Create custom configs for different environments:
# Development
poetry run sonar scenario --use-case scenario.yaml --config dev_config.yaml
# Production
poetry run sonar scenario --use-case scenario.yaml --config prod_config.yaml
Verify Wazuh connectivity:
poetry run sonar check
poetry run sonar check --config custom.yaml
Train MVAD model on historical data:
# Train on last 24 hours
poetry run sonar train --lookback-hours 24
# With custom config
poetry run sonar train --lookback-hours 168 --config prod.yaml
# With custom model name
poetry run sonar train --model-name "baseline_v2" --lookback-hours 168
# Enable data shipping (creates data stream)

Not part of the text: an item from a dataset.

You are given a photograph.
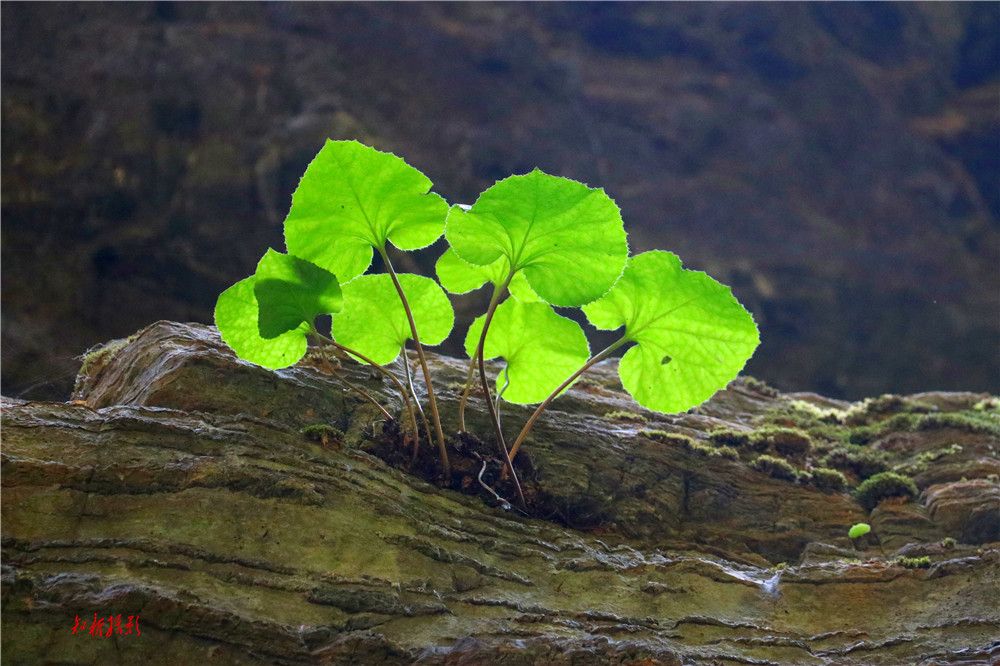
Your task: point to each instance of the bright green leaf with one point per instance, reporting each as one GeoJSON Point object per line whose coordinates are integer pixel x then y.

poetry run sonar train --lookback-hours 168 --ship
# Debug mode (local data)
poetry run sonar train --lookback-hours 24 --debug
All train options:
| Option | Description | Default |
|---|---|---|
--config PATH |
Path to config YAML | default_config.yaml |
--scenario PATH |
Path to scenario YAML (alternative to –config) | - |
--model-name NAME |
Custom model name for saving | Auto-generated |
--lookback-hours N |
Hours of historical data for training | 24 |
--fill-with-synthetic |
Generate synthetic alerts if data insufficient | False |
--synthetic-count N |
Number of synthetic alerts to create | Auto |
--synthetic-mode MODE |
Synthetic content mode: constant, random, copy | constant |
--synthetic-level N |
Rule level for constant mode | 5 |
--synthetic-srcip IP |
Source IP for constant mode | 192.0.2.0 |
--print-payloads |
Print JSON payloads before sending | False |
--dry-run |
Simulate without sending to Wazuh | False |
--payload-dir DIR |
Directory for saved payloads | ./payloads |
--debug |
Use local test data instead of Wazuh | False |
--ship |
Enable data shipping (create data stream) | False |
Detect anomalies in recent data:
# Detect in last 10 minutes
poetry run sonar detect --lookback-minutes 10
# Detect on longer lookback period
poetry run sonar detect --lookback-minutes 30
# Enable data shipping (ship to data stream)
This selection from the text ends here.